UNKN_LEVEL: ★☆☆:日常

7400万年前の巨大な足跡、進化の謎を解き明かす

7400万年前の巨大な足跡、進化の謎を解き明かす

巨大な骨、ラボを揺るす

雨は止んだようだった。

長靴についた泥を払いながら、潮目研究員はラボのドアを開けた。

「いやはや、今日もフィールドは手強かったですよ!」

妙な荷物を抱えながらドタバタとラボに駆け込んできた潮目研究員。

その足元で、ナギが静かにメンテナンスをしていた。

「お疲れ様です、潮目さん。またケーブル踏んでましたね」

ナギはため息混じりに、床に散らかったケーブルを片付け始めた。

「そんなことより、すごいですよこれ!」

潮目研究員は興奮気味に、手に持っていた何かをナギに見せた。

それは、泥にまみれた巨大な骨の断片だった。


驚愕の発見、古の巨影

「その骨、もしや…?」

ナギは、思わず手を止めた。

「そうなんです! 7400万年前の北米で発見された、ティラノサウルス類の脛骨ですよ!」

潮目研究員は、目を輝かせた。

Nicholas Longrichら(バース大学〔英国〕)は、米国ニューメキシコ州のカートランド累層(Kirtland Formation)で以前発見された化石化した脛骨(けいこつ)を調査した。

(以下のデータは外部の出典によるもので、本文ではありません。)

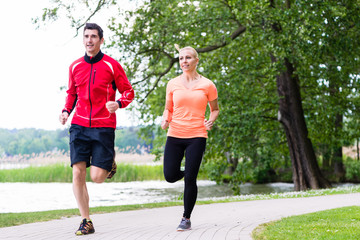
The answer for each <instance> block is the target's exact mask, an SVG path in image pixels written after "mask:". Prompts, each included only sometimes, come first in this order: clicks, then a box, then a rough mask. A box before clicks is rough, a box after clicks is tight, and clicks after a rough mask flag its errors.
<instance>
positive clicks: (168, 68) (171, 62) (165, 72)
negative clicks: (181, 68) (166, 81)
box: [140, 58, 178, 103]
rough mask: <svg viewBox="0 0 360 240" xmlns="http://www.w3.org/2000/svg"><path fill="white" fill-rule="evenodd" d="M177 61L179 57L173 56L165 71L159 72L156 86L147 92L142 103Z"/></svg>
mask: <svg viewBox="0 0 360 240" xmlns="http://www.w3.org/2000/svg"><path fill="white" fill-rule="evenodd" d="M177 61H178V58H172V59H171V61H170V64H169V66H168V68H167V69H166V70H165V71H164V72H162V73H160V74H159V77H158V78H157V79H156V81H155V83H154V86H153V87H152V88H151V89H150V91H148V92H147V93H146V95H145V97H144V98H143V99H142V100H140V103H142V102H144V101H145V99H146V98H147V97H148V96H149V95H150V94H151V93H152V92H153V91H154V90H155V88H156V87H157V85H158V83H159V81H160V79H161V78H162V77H163V76H164V75H165V74H167V73H168V72H169V71H170V70H171V68H172V66H173V65H174V64H175V63H176V62H177Z"/></svg>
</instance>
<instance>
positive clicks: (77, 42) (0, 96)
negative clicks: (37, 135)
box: [0, 0, 136, 130]
mask: <svg viewBox="0 0 360 240" xmlns="http://www.w3.org/2000/svg"><path fill="white" fill-rule="evenodd" d="M49 2H50V1H49V0H36V1H29V0H14V1H4V2H3V3H2V4H1V5H2V6H1V8H0V22H1V37H0V46H1V47H2V48H3V49H2V51H1V52H2V54H1V57H0V72H1V73H0V83H1V86H0V128H8V129H13V128H17V129H19V128H38V129H46V130H55V129H63V128H64V127H65V126H63V125H61V124H60V123H59V120H58V116H59V114H60V113H61V110H62V108H63V107H64V103H65V96H66V93H65V91H60V87H61V86H67V82H68V67H69V65H70V64H71V63H72V62H73V61H74V60H76V59H77V58H79V57H81V56H83V55H84V53H85V50H84V46H83V45H82V37H81V34H80V36H78V37H77V38H73V36H74V33H75V31H74V29H71V27H70V25H69V23H68V22H67V21H66V22H65V21H62V22H55V23H54V24H48V25H47V26H45V27H43V28H41V29H40V30H36V29H35V25H33V24H32V22H31V18H34V17H37V16H40V15H41V14H42V9H43V8H45V7H48V6H49ZM99 17H100V18H99V19H103V18H101V16H99ZM94 22H98V21H96V19H94ZM106 22H107V21H104V22H103V23H100V22H98V23H99V25H100V26H101V27H102V28H103V29H104V34H105V35H106V34H107V33H108V31H106V26H105V23H106ZM103 51H104V52H105V53H107V54H109V55H110V56H111V53H109V52H107V51H106V49H105V50H103ZM130 81H131V79H130ZM135 122H136V119H135V115H134V114H132V113H130V112H127V111H125V110H124V109H120V110H118V111H117V125H118V126H120V125H121V126H131V125H133V124H134V123H135ZM69 124H70V121H68V123H67V126H68V125H69Z"/></svg>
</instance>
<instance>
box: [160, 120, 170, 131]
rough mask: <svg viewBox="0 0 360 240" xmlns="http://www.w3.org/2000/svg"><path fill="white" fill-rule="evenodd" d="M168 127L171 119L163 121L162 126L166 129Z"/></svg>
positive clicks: (163, 127) (161, 122) (161, 123)
mask: <svg viewBox="0 0 360 240" xmlns="http://www.w3.org/2000/svg"><path fill="white" fill-rule="evenodd" d="M168 127H169V121H168V120H165V119H163V120H162V122H161V128H162V129H164V130H165V129H167V128H168Z"/></svg>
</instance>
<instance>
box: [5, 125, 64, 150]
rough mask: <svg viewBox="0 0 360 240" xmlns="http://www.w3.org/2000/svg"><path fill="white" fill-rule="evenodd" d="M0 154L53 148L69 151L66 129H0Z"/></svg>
mask: <svg viewBox="0 0 360 240" xmlns="http://www.w3.org/2000/svg"><path fill="white" fill-rule="evenodd" d="M0 136H1V137H0V154H1V155H5V156H13V155H17V154H32V153H41V152H48V151H53V150H60V151H69V136H68V130H67V129H64V130H56V131H46V130H41V129H32V128H30V129H13V130H9V129H0Z"/></svg>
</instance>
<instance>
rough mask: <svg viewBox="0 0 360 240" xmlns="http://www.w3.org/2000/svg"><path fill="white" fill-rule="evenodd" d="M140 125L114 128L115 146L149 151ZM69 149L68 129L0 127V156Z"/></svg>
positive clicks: (66, 149)
mask: <svg viewBox="0 0 360 240" xmlns="http://www.w3.org/2000/svg"><path fill="white" fill-rule="evenodd" d="M139 129H140V127H123V128H121V129H116V130H115V147H116V148H117V149H118V150H119V151H120V152H123V153H142V152H144V151H145V152H149V151H150V148H151V146H150V145H148V144H146V143H145V142H144V141H143V140H141V138H140V137H139V136H138V134H139ZM54 150H56V151H61V152H68V151H69V130H68V129H63V130H55V131H51V130H42V129H13V130H9V129H0V156H14V155H29V154H34V153H35V154H38V153H45V152H49V151H54Z"/></svg>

この地層の年代にもとづき、骨はカンパニアン後期(Late Campanian)、7400万年前のものと推定される。この脛骨は、全長960ミリメートル、直径128ミリメートルで、著者らはこれが最大級のティラノサウルス属「スー(Sue)」の脛骨と比較して、長さが84%、直径が78%に相当すると指摘している。著者らは、この骨の巨大なサイズ、寸法、真っ直ぐな骨幹、そして下端の三角形状から、ティラノサウルス属の近縁種に属する可能性を提案している。

その寸法から、このティラノサウルス類の体重は約4700キログラムと推定される。

出典: [古生物学:北米における異例の大きさのティラノサウルス類](http://www.natureasia.com/ja-jp/research/highlight/15492)

「4700キログラム…!? 現生種でも最大級って、凄すぎませんか!」

潮目研究員は、興奮で早口になった。

「ティラノサウルス亜科の初期進化の可能性…ですね。ということは、あのT-REXのご先祖様にあたるのかも」

ナギは、冷静ながらも興味深そうに骨を眺めた。


進化の岐路、強者の咆哮

「この骨の形状、T-REXやタルボサウルスと共通の祖先を持つ可能性を示唆しているらしいですよ」

潮目研究員は、さらにデータを読み上げた。

「北米南部で、ティラノサウルス属が進化したという仮説を裏付けるかもしれませんね」

ナギは、静かに分析を続けた。

「想像してみてください。7400万年前の北米大陸。こんな巨大な捕食者が闊歩していたなんて!」

潮目研究員は、目を閉じてその光景を思い描いた。

「自然界は、常に強者を生み出し、そして淘汰していく…壮大なドラマですよね」

ナギの声には、静かな感慨が滲んでいた。


夜明け前の出撃

「この発見が、更なる研究のきっかけになるのは間違いないですね!」

潮目研究員は、骨を抱えながら立ち上がった。

「しかし、この骨だけでは確実な同定は難しいでしょう。もっと完全な標本が必要ですね」

ナギは、現実的な視点を示した。

「もちろん! よし、ナギ君! この骨の情報を元に、また新たなフィールド調査に出よう!」

潮目研究員は、ワクワクした表情でナギを見た。

「…準備はできています」

ナギは、静かに頷いた。

ラボの片隅で、彼らのサバイバルバックパックが静かに佇んでいた。

夜明け前の闇の中へ、二人は新たな発見を求めて旅立っていく。